ROSTOV-ON-DON — As Vladimir Putin addressed his people in an hour-long speech announcing Russia’s recognition of the secessionist Donetsk and Luhansk People’s Republics in Eastern Ukraine, in one Irish pub in the border city of Rostov-on-Don interest was limited.
“I really, really hope there’s no war,” said 31-year-old bartender Roman Sazonov.
“I try to be as apolitical as I can be, but a war would be a total disaster,” adding that he is half-Ukrainian himself.
In the background, a few patrons watched the address — in which Putin denounced Bolshevik leader Vladimir Lenin for creating Ukrainian statehood — on their smartphones.
Others shared memes and videos poking fun at the news, one mock-announcing a 50% cut in the Russian ruble’s value.
They were reactions in line with public polling in Russia, which shows little appetite for a new war with Ukraine, in sharp contrast to the 2014 annexation of Crimea, which was met by widespread rejoicing from the population.
In Rostov-on-Don, which lies 95 kilometers from the breakaway Donbas region, news that Russia will send troops across the border hits harder than elsewhere in Russia.
Many locals have friends and family in the separatist strongholds of Donetsk and Luhansk, or even further afield in government-controlled parts of Ukraine.
Almost exactly eight years ago, Rostov provided refuge for the ousted pro-Russian Ukrainian President Viktor Yanukovych, after the Euromaidan revolution in Kyiv touched off the current confrontation between Ukraine and Russia.
Since then, Rostov has hosted tens of thousands of Donbas natives seeking work and safety across the border in Russia.
Over several days in and around the city, The Moscow Times saw substantial amounts of military hardware and many personnel moving in the direction of Ukraine.
The close ties between communities on each side of the border give many locals a clear sense of loyalty when it comes to the status of the Donbas.
An hour after Putin’s speech ended, taxi driver Sergei, 38, hadn’t heard the news, but greeted it with approval when informed of the president’s decision.
“Putin recognized the Donbas? Excellent,” he said.
“Of course, there are good and bad people in every nation, but the Ukrainians are moral prostitutes,” he added.
Despite such sentiments, no great clamor for war was evident on Rostov’s streets.

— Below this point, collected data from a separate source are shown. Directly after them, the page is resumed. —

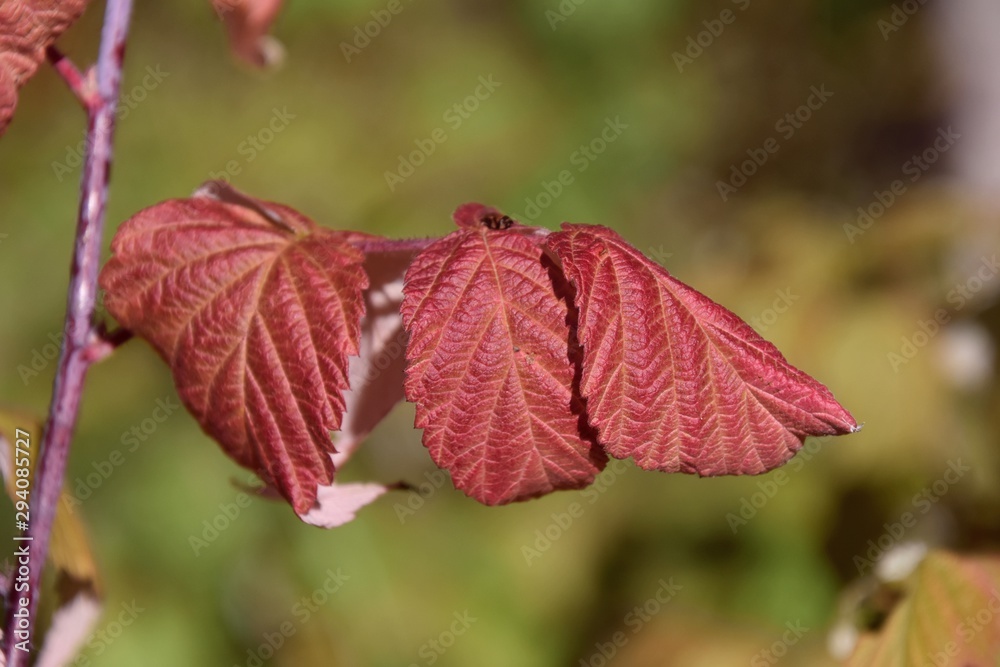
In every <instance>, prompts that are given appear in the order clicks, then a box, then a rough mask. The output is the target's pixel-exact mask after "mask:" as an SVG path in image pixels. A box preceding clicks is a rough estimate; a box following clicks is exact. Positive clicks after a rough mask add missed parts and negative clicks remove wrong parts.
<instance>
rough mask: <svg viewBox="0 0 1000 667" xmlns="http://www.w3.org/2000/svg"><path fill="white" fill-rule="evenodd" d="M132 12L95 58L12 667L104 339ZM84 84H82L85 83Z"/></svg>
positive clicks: (4, 629)
mask: <svg viewBox="0 0 1000 667" xmlns="http://www.w3.org/2000/svg"><path fill="white" fill-rule="evenodd" d="M131 13H132V0H108V3H107V7H106V10H105V14H104V28H103V30H102V33H101V46H100V50H99V52H98V57H97V66H96V69H97V90H96V92H95V94H94V95H93V96H92V101H91V103H89V104H88V103H86V102H85V106H86V108H87V135H88V140H87V153H86V158H85V162H84V167H83V177H82V180H81V183H80V209H79V214H78V217H77V228H76V247H75V249H74V253H73V264H72V267H71V269H70V284H69V299H68V303H67V308H66V324H65V329H64V331H65V340H64V342H63V346H62V351H61V354H60V356H59V365H58V368H57V370H56V379H55V384H54V387H53V391H52V403H51V405H50V407H49V416H48V421H47V422H46V424H45V431H44V433H43V434H42V441H41V447H40V448H39V452H38V455H39V460H38V461H37V465H36V471H35V479H34V484H33V488H32V495H31V524H30V528H29V529H28V539H29V540H30V541H28V542H23V543H22V544H28V545H30V553H31V556H30V564H29V573H28V581H27V583H28V591H27V593H23V592H15V590H14V584H15V583H16V579H15V580H13V581H11V587H10V588H9V590H8V593H7V618H6V621H5V623H4V640H5V647H4V654H5V655H6V657H7V667H19V666H20V665H23V664H25V662H26V661H27V659H28V656H29V654H28V652H26V651H22V650H19V649H17V648H16V646H15V645H16V643H17V642H18V639H17V636H16V635H15V630H16V629H17V628H18V627H19V624H18V622H17V621H18V618H17V617H15V613H16V612H18V611H19V610H20V609H21V608H22V607H21V605H19V604H17V602H18V600H19V598H21V597H22V596H23V597H27V602H28V604H27V605H25V607H24V608H25V609H27V627H28V628H29V630H30V631H31V632H32V633H33V632H34V627H35V622H34V621H35V614H36V611H37V609H38V589H39V586H40V584H41V575H42V568H43V566H44V565H45V561H46V559H47V557H48V550H49V538H50V536H51V533H52V523H53V521H54V519H55V514H56V508H57V507H58V504H59V494H60V491H61V490H62V485H63V476H64V475H65V472H66V459H67V457H68V454H69V445H70V439H71V438H72V435H73V430H74V428H75V426H76V419H77V413H78V411H79V407H80V395H81V393H82V392H83V382H84V378H85V376H86V374H87V369H88V368H89V367H90V365H91V364H92V363H93V362H94V360H95V355H94V354H93V350H92V345H93V342H94V340H95V336H99V335H100V333H99V330H98V329H97V328H96V325H95V323H94V306H95V303H96V297H97V272H98V268H99V265H100V261H101V235H102V231H103V227H104V207H105V202H106V201H107V196H108V179H109V176H110V169H111V151H112V143H113V142H112V139H113V134H114V128H115V110H116V108H117V105H118V94H119V87H120V83H121V75H122V62H123V60H124V57H125V39H126V37H127V35H128V25H129V17H130V15H131ZM60 63H63V65H68V62H67V61H64V60H57V61H56V62H54V64H55V65H56V66H57V69H58V70H59V71H60V74H62V75H63V77H64V78H66V77H67V73H69V78H68V79H67V82H68V83H70V87H71V88H73V89H74V92H76V93H77V95H78V96H79V92H78V87H74V85H73V83H72V81H73V80H74V78H73V77H74V76H78V75H79V72H77V71H76V68H75V67H74V68H72V70H70V69H69V68H68V67H66V66H61V65H60ZM60 67H61V69H60ZM74 72H75V73H76V74H74ZM79 81H81V82H82V81H83V79H82V78H81V79H79ZM81 90H82V89H81ZM84 99H85V98H81V100H84Z"/></svg>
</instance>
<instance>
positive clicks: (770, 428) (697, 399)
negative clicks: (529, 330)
mask: <svg viewBox="0 0 1000 667" xmlns="http://www.w3.org/2000/svg"><path fill="white" fill-rule="evenodd" d="M547 244H548V247H549V248H551V250H552V251H553V252H554V253H555V254H556V255H557V256H558V258H559V260H560V262H561V264H562V268H563V270H564V271H565V273H566V276H567V277H568V278H569V280H570V281H571V282H572V283H573V285H574V286H575V287H576V290H577V296H576V304H577V307H578V308H579V313H580V314H579V337H580V342H581V343H582V345H583V378H582V382H581V392H582V394H583V396H584V398H585V399H586V401H587V413H588V415H589V417H590V423H591V424H592V425H593V426H595V427H596V428H597V429H598V430H599V432H600V440H601V442H602V443H603V444H604V446H605V448H606V449H607V450H608V452H609V453H610V454H611V455H613V456H615V457H618V458H627V457H630V456H632V457H634V458H635V461H636V463H637V464H638V465H639V466H641V467H642V468H646V469H657V470H663V471H666V472H678V471H679V472H686V473H697V474H699V475H706V476H709V475H733V474H736V475H740V474H758V473H763V472H766V471H768V470H771V469H772V468H776V467H777V466H780V465H781V464H782V463H784V462H785V461H787V460H788V459H789V458H791V457H792V456H793V455H794V454H795V452H796V451H798V449H799V448H800V447H801V446H802V441H803V440H804V439H805V437H806V436H809V435H834V434H843V433H849V432H852V431H854V430H857V428H858V427H857V423H856V422H855V421H854V418H853V417H851V415H850V414H848V412H847V411H846V410H845V409H844V408H843V407H842V406H841V405H840V404H839V403H837V401H836V400H835V399H834V398H833V396H832V395H831V394H830V392H829V390H828V389H827V388H826V387H824V386H823V385H821V384H820V383H819V382H817V381H816V380H814V379H813V378H811V377H809V376H808V375H806V374H805V373H803V372H802V371H800V370H798V369H796V368H794V367H792V366H791V365H790V364H789V363H788V362H787V361H785V358H784V357H783V356H782V355H781V353H780V352H779V351H778V350H777V348H775V347H774V346H773V345H772V344H770V343H768V342H767V341H765V340H764V339H763V338H761V337H760V336H758V335H757V333H756V332H754V330H753V329H751V328H750V326H749V325H748V324H746V323H745V322H744V321H743V320H741V319H740V318H739V317H737V316H736V315H734V314H733V313H731V312H730V311H728V310H726V309H725V308H723V307H722V306H720V305H719V304H717V303H715V302H713V301H712V300H710V299H709V298H708V297H706V296H704V295H702V294H700V293H698V292H697V291H695V290H693V289H692V288H690V287H688V286H687V285H685V284H684V283H682V282H680V281H679V280H677V279H675V278H673V277H672V276H671V275H670V274H669V273H667V271H666V270H664V269H663V268H662V267H660V266H659V265H658V264H655V263H654V262H652V261H650V260H649V259H647V258H646V257H644V256H643V255H642V254H641V253H640V252H639V251H638V250H636V249H635V248H634V247H632V246H631V245H629V244H628V243H627V242H626V241H625V240H624V239H622V238H621V237H620V236H619V235H618V234H616V233H615V232H614V231H612V230H610V229H608V228H606V227H594V226H588V225H570V224H564V225H563V231H561V232H556V233H554V234H552V235H550V236H549V237H548V241H547Z"/></svg>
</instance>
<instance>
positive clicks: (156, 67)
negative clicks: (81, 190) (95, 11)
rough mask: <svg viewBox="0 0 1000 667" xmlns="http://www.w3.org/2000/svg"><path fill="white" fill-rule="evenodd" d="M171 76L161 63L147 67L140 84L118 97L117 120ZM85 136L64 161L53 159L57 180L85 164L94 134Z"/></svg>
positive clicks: (128, 112)
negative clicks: (89, 148)
mask: <svg viewBox="0 0 1000 667" xmlns="http://www.w3.org/2000/svg"><path fill="white" fill-rule="evenodd" d="M168 76H170V72H164V71H163V70H162V69H161V68H160V66H159V65H156V66H153V65H150V66H148V67H146V74H145V76H143V77H142V79H141V80H140V81H139V83H138V84H136V85H134V86H132V88H130V89H129V90H126V91H122V94H121V97H119V99H118V106H117V107H115V117H116V119H117V122H121V121H123V120H125V119H126V118H128V115H129V114H130V113H132V111H133V110H134V109H135V108H136V107H138V106H139V105H140V104H141V103H142V102H144V101H145V100H146V98H147V97H149V94H150V93H151V92H153V91H154V90H156V89H157V88H158V87H159V86H160V84H161V83H162V82H163V80H164V79H166V78H167V77H168ZM84 135H85V138H84V139H81V140H80V143H78V144H77V145H76V146H67V147H66V155H65V156H63V159H62V162H56V161H55V160H53V161H52V163H51V167H52V173H53V174H54V175H55V177H56V180H57V181H58V182H60V183H62V181H63V179H64V178H66V176H67V175H68V174H72V173H73V172H74V170H76V168H77V167H79V166H80V165H82V164H83V156H84V154H85V153H86V152H87V137H89V136H92V135H89V134H87V133H86V132H84Z"/></svg>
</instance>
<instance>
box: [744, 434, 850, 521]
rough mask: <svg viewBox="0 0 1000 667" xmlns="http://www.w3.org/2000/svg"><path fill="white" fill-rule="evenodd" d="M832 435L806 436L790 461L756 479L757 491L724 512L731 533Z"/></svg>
mask: <svg viewBox="0 0 1000 667" xmlns="http://www.w3.org/2000/svg"><path fill="white" fill-rule="evenodd" d="M831 438H832V436H824V437H822V438H807V439H806V441H805V443H804V444H803V445H802V448H801V449H800V450H799V451H798V452H797V453H796V454H795V456H794V457H793V458H792V460H791V461H789V462H788V463H787V464H785V466H784V467H782V468H779V469H777V470H775V471H774V472H772V473H771V474H769V475H767V476H766V477H762V478H760V479H758V480H756V482H755V485H756V487H757V489H758V490H757V491H755V492H754V493H751V494H750V495H749V496H743V497H742V498H740V508H739V510H738V511H736V512H729V513H728V514H726V523H728V524H729V528H730V530H732V531H733V535H736V534H737V533H738V532H739V530H740V528H742V527H743V526H746V525H747V524H749V523H750V522H751V521H753V520H754V518H756V517H757V514H758V513H759V512H760V511H761V510H762V509H764V507H766V506H767V504H768V503H769V502H771V501H772V500H774V498H775V496H777V495H778V492H779V491H780V490H781V489H782V488H784V487H785V486H786V485H787V484H788V482H790V481H791V479H792V478H791V477H790V476H789V474H793V475H794V474H795V473H797V472H799V471H800V470H802V468H804V467H805V465H806V464H807V463H809V462H810V461H812V460H813V457H815V456H816V455H817V454H818V453H819V452H820V450H821V449H822V448H823V446H824V445H825V444H826V443H828V442H829V441H830V440H831Z"/></svg>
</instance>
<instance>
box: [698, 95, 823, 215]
mask: <svg viewBox="0 0 1000 667" xmlns="http://www.w3.org/2000/svg"><path fill="white" fill-rule="evenodd" d="M831 97H833V93H832V92H830V91H829V90H827V89H826V84H822V85H820V86H819V87H818V88H817V87H816V86H811V87H810V88H809V96H808V97H806V99H805V101H804V102H803V103H802V104H800V105H799V106H798V107H796V108H795V109H794V110H793V111H790V112H788V113H786V114H785V115H783V116H782V117H781V118H779V119H778V120H777V121H775V123H774V131H775V132H777V133H778V137H768V138H767V139H766V140H765V141H764V142H763V143H762V144H761V145H760V146H759V147H757V148H748V149H747V150H746V154H747V157H748V159H746V160H743V161H742V162H740V163H739V164H735V163H734V164H733V165H732V166H731V167H730V168H729V178H728V179H727V180H725V181H716V182H715V189H716V190H717V191H718V193H719V197H721V198H722V201H724V202H725V201H729V197H730V196H731V195H733V194H735V193H736V192H737V191H738V190H739V189H740V188H742V187H743V186H744V185H746V184H747V182H748V181H749V179H750V178H752V177H753V176H754V175H755V174H756V173H757V172H758V171H760V169H761V168H762V167H763V166H764V165H765V164H767V162H768V160H770V159H771V156H772V155H776V154H777V153H778V151H780V150H781V141H779V137H780V139H781V140H784V141H790V140H791V139H792V137H794V136H795V133H796V132H798V131H799V130H801V129H802V128H803V126H805V124H806V123H808V122H809V121H810V120H812V117H813V115H814V114H815V113H816V112H817V111H819V110H820V109H822V108H823V106H824V105H825V104H826V103H827V102H828V101H829V100H830V98H831Z"/></svg>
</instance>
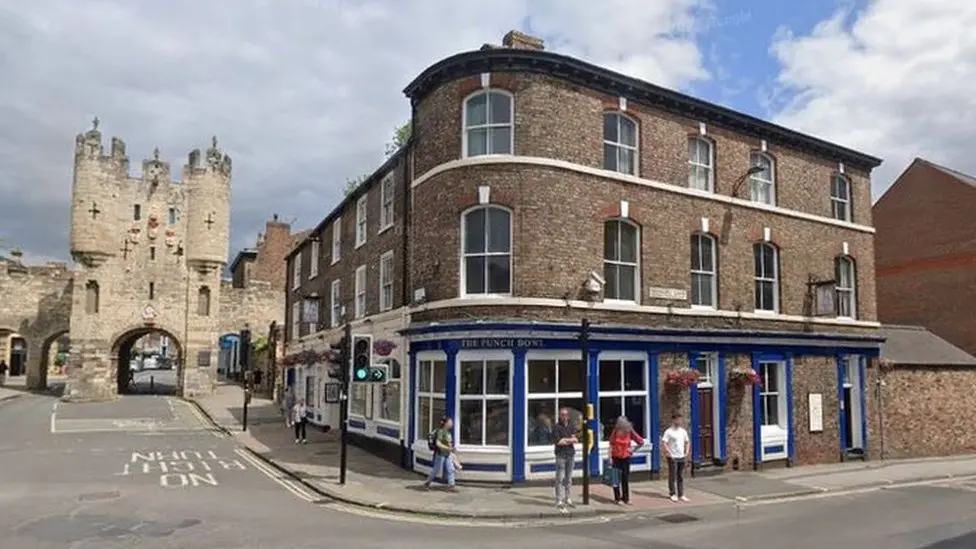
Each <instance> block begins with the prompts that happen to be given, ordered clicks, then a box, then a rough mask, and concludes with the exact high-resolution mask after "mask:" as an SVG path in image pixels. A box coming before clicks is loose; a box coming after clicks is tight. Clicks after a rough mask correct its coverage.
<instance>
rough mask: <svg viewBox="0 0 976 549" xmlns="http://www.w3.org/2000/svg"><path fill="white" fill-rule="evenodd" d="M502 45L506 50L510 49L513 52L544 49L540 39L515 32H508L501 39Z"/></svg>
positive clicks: (515, 31)
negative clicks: (501, 41)
mask: <svg viewBox="0 0 976 549" xmlns="http://www.w3.org/2000/svg"><path fill="white" fill-rule="evenodd" d="M502 45H503V46H505V47H506V48H512V49H514V50H535V51H543V50H545V49H546V48H545V42H544V41H543V40H542V39H541V38H537V37H535V36H529V35H528V34H525V33H524V32H520V31H517V30H513V31H509V32H508V33H507V34H506V35H505V36H504V37H503V38H502Z"/></svg>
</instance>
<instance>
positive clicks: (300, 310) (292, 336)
mask: <svg viewBox="0 0 976 549" xmlns="http://www.w3.org/2000/svg"><path fill="white" fill-rule="evenodd" d="M301 326H302V300H301V299H295V301H294V302H292V304H291V338H292V339H293V340H294V339H298V338H299V337H301V334H302V331H301V330H302V328H301Z"/></svg>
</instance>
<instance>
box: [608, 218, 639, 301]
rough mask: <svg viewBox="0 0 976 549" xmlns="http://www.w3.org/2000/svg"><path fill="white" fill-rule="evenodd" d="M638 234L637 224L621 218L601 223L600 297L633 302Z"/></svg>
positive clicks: (637, 267)
mask: <svg viewBox="0 0 976 549" xmlns="http://www.w3.org/2000/svg"><path fill="white" fill-rule="evenodd" d="M639 257H640V234H639V232H638V230H637V226H635V225H633V224H631V223H629V222H627V221H624V220H622V219H613V220H610V221H607V222H606V223H605V224H604V225H603V277H604V278H605V279H606V281H607V282H606V287H605V288H604V289H603V298H604V299H613V300H619V301H634V302H636V301H637V296H638V293H637V289H638V288H640V284H639V283H638V281H637V277H638V273H639V269H638V266H639V260H638V258H639Z"/></svg>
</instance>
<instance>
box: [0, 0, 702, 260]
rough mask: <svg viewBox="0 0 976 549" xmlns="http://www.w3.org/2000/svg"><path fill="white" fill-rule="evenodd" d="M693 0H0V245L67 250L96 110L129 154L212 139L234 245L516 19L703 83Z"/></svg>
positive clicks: (556, 40)
mask: <svg viewBox="0 0 976 549" xmlns="http://www.w3.org/2000/svg"><path fill="white" fill-rule="evenodd" d="M703 1H704V0H662V1H657V2H647V1H646V0H604V1H602V2H590V1H585V0H495V1H494V2H455V3H450V6H451V7H450V9H445V4H444V2H442V1H439V0H429V1H428V0H409V1H408V0H357V1H352V0H274V1H271V0H211V1H208V2H197V1H191V0H169V1H168V2H165V3H159V2H157V1H148V0H85V1H84V2H63V1H59V0H32V1H30V2H22V1H19V0H0V74H2V75H3V85H2V86H0V120H3V121H4V123H3V124H2V125H0V193H2V196H3V199H2V200H0V239H2V240H4V241H6V242H8V243H9V244H10V245H18V246H21V247H23V248H25V250H27V251H28V252H29V253H33V254H34V255H35V256H36V257H61V258H66V257H67V255H68V250H67V247H68V242H67V238H66V235H67V228H68V200H69V193H70V185H71V165H72V151H73V146H74V136H75V134H76V133H78V132H80V131H84V130H86V129H87V128H88V127H89V121H90V120H91V119H92V117H93V116H94V115H98V116H99V118H100V119H101V121H102V125H101V129H102V130H103V134H105V135H116V136H119V137H121V138H123V139H124V140H125V141H126V142H127V145H128V151H129V154H130V157H131V160H132V165H133V166H139V165H140V164H141V162H140V161H141V159H142V158H144V157H148V156H149V155H150V154H151V153H150V152H151V151H152V150H153V148H154V147H156V146H158V147H159V148H160V151H161V153H162V157H163V158H164V159H165V160H168V161H170V162H172V163H173V164H174V166H176V165H182V163H183V162H185V158H186V153H187V152H188V151H190V150H192V149H194V148H197V147H200V148H203V147H206V146H207V144H208V143H209V138H210V136H211V135H212V134H216V135H217V136H219V138H220V143H221V146H222V147H223V148H224V149H225V150H227V152H228V153H229V154H231V155H232V156H233V158H234V182H233V227H232V234H233V238H232V244H231V245H232V253H233V251H234V249H237V248H240V247H242V246H247V245H250V244H252V243H253V240H254V237H255V236H256V234H257V232H258V231H260V230H261V229H262V228H263V222H264V220H265V219H267V218H268V217H270V215H271V214H272V213H279V214H280V215H281V217H282V218H283V219H295V220H297V224H298V225H299V226H309V225H312V224H314V223H316V222H317V221H318V220H319V219H320V218H321V217H322V216H324V215H325V214H326V213H327V212H328V211H329V210H330V209H331V208H332V207H333V206H334V205H335V204H336V202H337V201H338V200H339V198H340V197H341V189H342V187H343V182H344V181H345V178H346V177H352V176H356V175H358V174H360V173H363V172H368V171H371V170H372V169H374V168H375V167H377V166H378V165H379V163H380V162H381V161H382V154H383V148H384V144H385V142H386V141H388V140H389V138H390V136H391V133H392V130H393V128H394V127H395V126H396V125H398V124H399V123H402V122H403V121H405V120H406V119H407V118H408V117H409V104H408V102H407V100H406V99H405V98H404V97H403V95H402V93H401V90H402V89H403V87H404V86H405V85H406V84H407V83H408V82H409V81H410V80H412V79H413V77H415V76H416V75H417V74H418V73H420V71H422V70H423V69H424V68H426V67H427V66H428V65H430V64H432V63H434V62H435V61H437V60H439V59H441V58H443V57H446V56H448V55H450V54H453V53H456V52H458V51H463V50H470V49H476V48H478V47H479V46H481V44H483V43H485V42H492V43H498V42H500V39H501V36H502V35H503V34H504V33H505V32H506V31H508V30H510V29H511V28H517V27H520V26H522V25H520V23H522V22H527V23H528V25H529V26H530V27H531V29H529V30H531V31H532V32H533V33H534V34H538V35H541V36H543V37H544V38H546V39H547V42H548V44H549V45H550V49H555V50H558V51H561V52H564V53H568V54H571V55H578V56H581V57H584V58H586V59H588V60H590V61H593V62H596V63H599V64H605V65H608V66H611V67H614V68H617V69H620V70H623V71H625V72H627V73H629V74H632V75H634V76H638V77H641V78H648V79H651V80H653V81H655V82H658V83H660V84H662V85H665V86H670V87H675V88H678V87H682V86H685V85H687V84H689V83H690V82H693V81H695V80H700V79H704V78H707V77H708V74H707V72H706V70H705V69H704V68H703V64H702V60H701V56H700V53H699V51H698V48H697V46H696V37H697V35H698V34H699V33H701V32H704V31H705V30H707V27H708V24H711V25H714V24H715V21H716V19H714V18H712V19H707V17H706V18H705V19H704V20H705V23H706V24H704V25H698V24H697V23H696V21H697V20H698V19H699V18H701V17H703V15H702V14H707V13H709V11H708V10H709V7H708V6H707V5H705V4H704V3H703ZM597 21H598V22H599V23H598V24H596V23H595V22H597ZM709 22H710V23H709ZM106 139H107V137H106Z"/></svg>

Late on Monday afternoon, as Putin held a televised meeting of his Security Council showing top officials lining up to state their support for recognizing the Donbas republics, Rostov’s riverside embankment was the picture of normality.
Across the river Don from the city’s massive new football stadium, built to host matches for the 2018 football world cup, locals were enjoying the winter sun as families strolled with children and old men fished.
The only hint of the historic events unfolding hundreds of miles away in Moscow was two teenage girls sitting on a bench streaming the pre-recorded meeting on their smartphones.
Even among some natives of the Donbas, most of whom support recognition and ultimately annexation by Russia, reaction to the news was cautious.
Although the state-controlled news agency RIA Novosti published videos purportedly showing celebrations and firework displays in Donetsk in reaction to the news, other locals felt as though the region’s troubles were not over yet.
Alexander Karpak, 28, a native of the industrial town of Alchevsk in the Luhansk People’s Republic who now lives in the Russian city of Voronezh, told The Moscow Times in a telephone interview that the decision to recognize the Donbas led to what he termed “cognitive dissonance.”
Though Karpak supports recognition of the People’s Republics, he said that since coming to Russia, he has become a critic of Putin and a supporter of jailed opposition figure Alexei Navalny. Monday’s announcement put him in the unfamiliar position of approving of the president’s actions.
Even so, Karpak, whose family remain in Alchevsk, said he worried about war, and felt none the wiser about what would happen to his hometown next.
“Hopefully it’ll be more peaceful, but then why would they have conscripted the entire male population?” he wondered, referring to the Luhansk authorities drafting men into the army.
“At the end of the day, we’re all just spectators, staring with open mouths at what’s happening,” he added.